The original Cowboy Bebop (1998) slipped under my radar initially, but its reputation has a long tail, and I was happy to belatedly catch up with it—and not just because of the recently released Netflix live-action remake. This quirky anime space western is a unique beast, and while it doesn’t have the compulsive watchability of Peak TV’s best, it does possess an appealing oddball tone, striking design, and innovative sound work. (Note: I watched the English-language dub.)

In an inhabited solar system of the future, bounty hunters known as “cowboys” comb the backwaters of space, tracking down wanted criminals. The crew of the Bebop includes former mafia hood Spike Spiegel (Steve Blum) and the ship’s pilot/mechanic Jet Black (Beau Billingslea), who work together to eke out a meager existence on the frontiers of human civilization.
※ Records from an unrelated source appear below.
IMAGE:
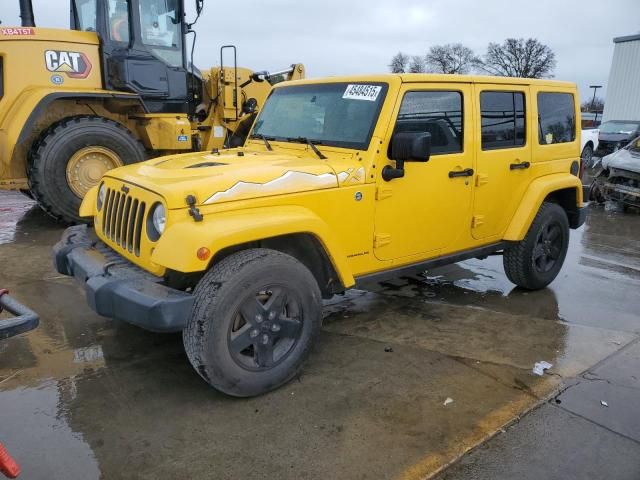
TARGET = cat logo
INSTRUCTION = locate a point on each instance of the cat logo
(73, 64)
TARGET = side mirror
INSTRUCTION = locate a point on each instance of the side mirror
(407, 147)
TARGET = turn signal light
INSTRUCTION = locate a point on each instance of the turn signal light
(203, 253)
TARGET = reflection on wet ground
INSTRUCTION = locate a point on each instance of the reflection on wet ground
(83, 396)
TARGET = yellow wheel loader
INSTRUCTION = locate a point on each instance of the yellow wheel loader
(116, 88)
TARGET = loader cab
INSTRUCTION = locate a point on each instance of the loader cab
(143, 49)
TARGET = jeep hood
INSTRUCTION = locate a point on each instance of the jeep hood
(237, 175)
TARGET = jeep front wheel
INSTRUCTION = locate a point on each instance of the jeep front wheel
(534, 262)
(254, 319)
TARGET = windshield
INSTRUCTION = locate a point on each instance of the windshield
(626, 128)
(634, 146)
(337, 114)
(161, 29)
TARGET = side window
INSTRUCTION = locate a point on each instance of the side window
(86, 15)
(436, 112)
(119, 21)
(161, 29)
(556, 117)
(503, 120)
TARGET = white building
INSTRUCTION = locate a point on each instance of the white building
(623, 88)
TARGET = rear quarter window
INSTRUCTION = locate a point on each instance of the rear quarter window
(556, 118)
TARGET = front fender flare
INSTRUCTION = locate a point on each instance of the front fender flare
(179, 244)
(538, 190)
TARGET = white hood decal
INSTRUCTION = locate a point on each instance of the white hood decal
(290, 181)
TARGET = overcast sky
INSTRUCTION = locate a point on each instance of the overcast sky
(334, 37)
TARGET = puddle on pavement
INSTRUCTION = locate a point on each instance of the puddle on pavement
(35, 431)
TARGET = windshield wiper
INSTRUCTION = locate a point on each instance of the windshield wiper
(264, 139)
(311, 145)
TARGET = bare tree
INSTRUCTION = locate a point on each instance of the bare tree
(596, 105)
(450, 58)
(399, 63)
(417, 64)
(517, 57)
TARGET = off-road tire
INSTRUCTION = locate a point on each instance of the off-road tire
(518, 259)
(48, 158)
(218, 298)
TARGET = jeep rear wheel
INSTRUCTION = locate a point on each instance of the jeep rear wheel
(253, 322)
(71, 157)
(534, 262)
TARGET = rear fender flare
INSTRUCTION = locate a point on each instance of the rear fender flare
(537, 192)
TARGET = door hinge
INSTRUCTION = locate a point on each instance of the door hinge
(482, 179)
(382, 193)
(381, 239)
(477, 220)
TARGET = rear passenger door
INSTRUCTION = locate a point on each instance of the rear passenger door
(503, 157)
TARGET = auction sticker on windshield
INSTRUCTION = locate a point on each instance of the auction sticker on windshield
(362, 92)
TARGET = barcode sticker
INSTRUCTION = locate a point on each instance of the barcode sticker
(362, 92)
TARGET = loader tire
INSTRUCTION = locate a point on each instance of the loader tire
(70, 157)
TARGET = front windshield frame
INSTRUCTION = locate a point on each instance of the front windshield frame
(621, 127)
(363, 145)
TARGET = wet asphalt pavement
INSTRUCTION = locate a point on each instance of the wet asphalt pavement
(84, 397)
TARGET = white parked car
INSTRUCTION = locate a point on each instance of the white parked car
(588, 146)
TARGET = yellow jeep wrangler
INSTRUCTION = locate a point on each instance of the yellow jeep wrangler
(341, 180)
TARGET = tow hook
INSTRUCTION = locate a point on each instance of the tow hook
(193, 210)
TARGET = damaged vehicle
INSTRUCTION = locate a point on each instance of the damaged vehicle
(616, 134)
(619, 179)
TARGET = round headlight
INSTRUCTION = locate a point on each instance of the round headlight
(102, 193)
(159, 218)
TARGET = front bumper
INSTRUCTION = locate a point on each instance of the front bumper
(118, 289)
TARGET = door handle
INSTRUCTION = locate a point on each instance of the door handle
(467, 172)
(519, 166)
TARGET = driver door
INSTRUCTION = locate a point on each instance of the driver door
(426, 212)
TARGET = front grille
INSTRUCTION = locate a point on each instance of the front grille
(123, 218)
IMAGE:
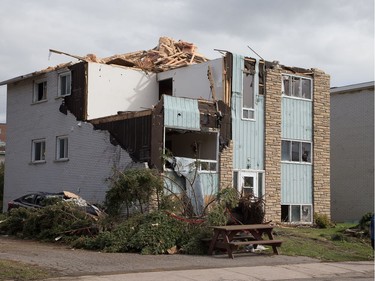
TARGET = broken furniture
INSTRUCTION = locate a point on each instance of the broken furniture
(230, 237)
In the course of their adventures, the Bebop accrues new teammates, including sultry fellow bounty hunter Faye Valentine (Wendee Lee), pint-sized teen hacker Edward (Melissa Fahn), and a genetically engineered corgi named Ein. The series, which plays out in twenty-six varied and engaging episodes, chronicles the formation of this unlikely found family, and carries through until the group’s disbandment.
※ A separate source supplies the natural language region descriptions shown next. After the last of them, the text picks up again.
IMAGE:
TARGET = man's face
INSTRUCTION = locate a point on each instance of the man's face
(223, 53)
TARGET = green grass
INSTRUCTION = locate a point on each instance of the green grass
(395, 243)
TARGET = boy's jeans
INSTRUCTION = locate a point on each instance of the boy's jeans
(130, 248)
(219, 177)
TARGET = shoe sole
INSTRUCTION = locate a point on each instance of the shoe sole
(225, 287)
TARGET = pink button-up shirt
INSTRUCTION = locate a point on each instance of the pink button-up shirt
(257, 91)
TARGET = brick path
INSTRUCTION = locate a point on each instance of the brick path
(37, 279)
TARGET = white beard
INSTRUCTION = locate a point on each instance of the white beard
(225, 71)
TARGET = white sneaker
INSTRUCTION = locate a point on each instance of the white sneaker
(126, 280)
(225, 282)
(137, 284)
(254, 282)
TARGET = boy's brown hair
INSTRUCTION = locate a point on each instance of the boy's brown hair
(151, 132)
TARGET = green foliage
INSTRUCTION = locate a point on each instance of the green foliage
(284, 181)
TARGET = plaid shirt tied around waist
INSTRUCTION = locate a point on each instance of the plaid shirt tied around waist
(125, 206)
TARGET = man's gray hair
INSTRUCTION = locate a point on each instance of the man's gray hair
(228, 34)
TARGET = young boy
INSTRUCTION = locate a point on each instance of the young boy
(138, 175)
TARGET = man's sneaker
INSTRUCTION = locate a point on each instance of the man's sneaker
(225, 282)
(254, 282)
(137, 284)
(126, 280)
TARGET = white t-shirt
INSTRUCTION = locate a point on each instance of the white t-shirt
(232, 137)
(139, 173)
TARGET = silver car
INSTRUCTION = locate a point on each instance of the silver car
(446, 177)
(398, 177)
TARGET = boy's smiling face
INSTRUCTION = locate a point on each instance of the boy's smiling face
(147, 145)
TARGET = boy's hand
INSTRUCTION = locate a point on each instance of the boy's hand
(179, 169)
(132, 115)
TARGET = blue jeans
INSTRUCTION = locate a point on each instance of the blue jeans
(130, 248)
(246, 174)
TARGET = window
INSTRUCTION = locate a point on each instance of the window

Cowboy Bebop doesn’t have the most coherent serial narrative throughlines, and its more melodramatic beats don’t always connect, perhaps due to translation issues. But there’s something unmistakably infectious about it, which can be attributed to a few key factors. One is the character design: the crew of the Bebop, while it doesn’t always get along, has a terrific group dynamic, with a nice mix of classic anime brood (Spike), toughness (Jet), fire (Faye), and absurdity (Edward and Ein, who provide most of the comic relief). The second element is the visual design; the animation is very nicely done, and while the space-western world-building is unconvincing, it’s also inventive and fun, in a Firefly-ish way. (I wouldn’t be surprised if Firefly took notes here.) But the really key element is the third asset: tone, which breaks down more specifically to the show’s unique approach to sound design and music, which complements the visuals in striking, unexpected ways. Composer Yoko Kanno’s brilliant score crosses all sort of genres, and even when the soundtrack decisions are completely off-the-wall, they work shockingly well, generating a singular atmosphere straddling the cool, the dark, and the funny. (The title song, “Tank!,” may be one of the best theme songs ever written, contributing to a sensational credit sequence.)

I’ve never really gotten into anime, but Cowboy Bebop could change that; it’s certainly earned its reputation, and I suspect the Netflix series (which I’ll surely watch) will have its work cut out for it matching the original’s unique vibe.